On (02/18/19 22:07), Yao HongBo wrote:
> >> I have tried GFP_NOWARN, but the problem still exists.
> >> Only print_safe contexts for tty locks can solve the problem.
> >> My test scenario is falt-injection.
> >
> > Oh, I see. Yes, fault-injection is special.
> >
> > I suspect that this patch series can be helpful then
> > https://lore.kernel.org/lkml/[email protected]/T/#u
>
> hi, sergey.

Hello,

> I merged this patch series on linux-4.19.18, but it didn't work for the fault-injection cases.

Thanks!

> The failure seems to be the same as before.
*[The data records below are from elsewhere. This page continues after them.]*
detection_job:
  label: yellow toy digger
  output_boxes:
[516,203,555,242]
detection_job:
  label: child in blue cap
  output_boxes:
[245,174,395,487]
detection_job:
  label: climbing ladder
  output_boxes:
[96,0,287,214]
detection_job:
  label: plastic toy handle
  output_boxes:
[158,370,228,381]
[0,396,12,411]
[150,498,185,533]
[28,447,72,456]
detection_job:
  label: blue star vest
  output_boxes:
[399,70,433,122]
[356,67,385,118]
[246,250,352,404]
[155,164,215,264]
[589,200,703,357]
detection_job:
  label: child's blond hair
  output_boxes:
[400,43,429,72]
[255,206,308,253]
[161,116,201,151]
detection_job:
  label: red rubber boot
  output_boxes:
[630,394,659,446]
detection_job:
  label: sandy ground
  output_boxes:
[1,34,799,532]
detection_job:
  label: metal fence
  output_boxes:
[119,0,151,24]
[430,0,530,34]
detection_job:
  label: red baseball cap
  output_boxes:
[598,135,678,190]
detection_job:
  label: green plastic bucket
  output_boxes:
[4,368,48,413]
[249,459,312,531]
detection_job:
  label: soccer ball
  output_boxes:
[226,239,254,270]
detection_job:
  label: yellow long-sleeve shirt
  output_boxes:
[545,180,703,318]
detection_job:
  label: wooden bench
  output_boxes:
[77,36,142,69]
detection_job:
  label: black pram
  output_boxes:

OK... So tty_port lock must switch to printk_safe, after all...
I had it in one of the previous versions of the patchset which you
have tested, but people were strictly against new locking rules
in TTY, so I dropped that part. Need to think what we can do here.

BTW,
we are now looking at a completely new printk implementation; which
would not use printk_safe at all:
https://lore.kernel.org/lkml/[email protected]/T/#u

-ss

2019-02-19 02:53:14

by Hongbo Yao

[permalink] [raw]
Subject: Re: possible deadlock in console_unlock



On 2/19/2019 9:32 AM, Sergey Senozhatsky wrote:
> On (02/18/19 22:07), Yao HongBo wrote:
>>>> I have tried GFP_NOWARN, but the problem still exists.
>>>> Only print_safe contexts for tty locks can solve the problem.
>>>> My test scenario is falt-injection.
>>>
>>> Oh, I see. Yes, fault-injection is special.
>>>
>>> I suspect that this patch series can be helpful then
>>> https://lore.kernel.org/lkml/[email protected]/T/#u
>>
>> hi, sergey.
>
> Hello,
>
>> I merged this patch series on linux-4.19.18, but it didn't work for the fault-injection cases.
>
> Thanks!
>
>> The failure seems to be the same as before.
>
> OK... So tty_port lock must switch to printk_safe, after all...
> I had it in one of the previous versions of the patchset which you
> have tested, but people were strictly against new locking rules
> in TTY, so I dropped that part. Need to think what we can do here.
>
> BTW,
> we are now looking at a completely new printk implementation; which
> would not use printk_safe at all:
> https://lore.kernel.org/lkml/[email protected]/T/#u

Ok, i understand it.
Anyway, thank you for your help.
Best regards,
Hongbo.

> -ss
>
>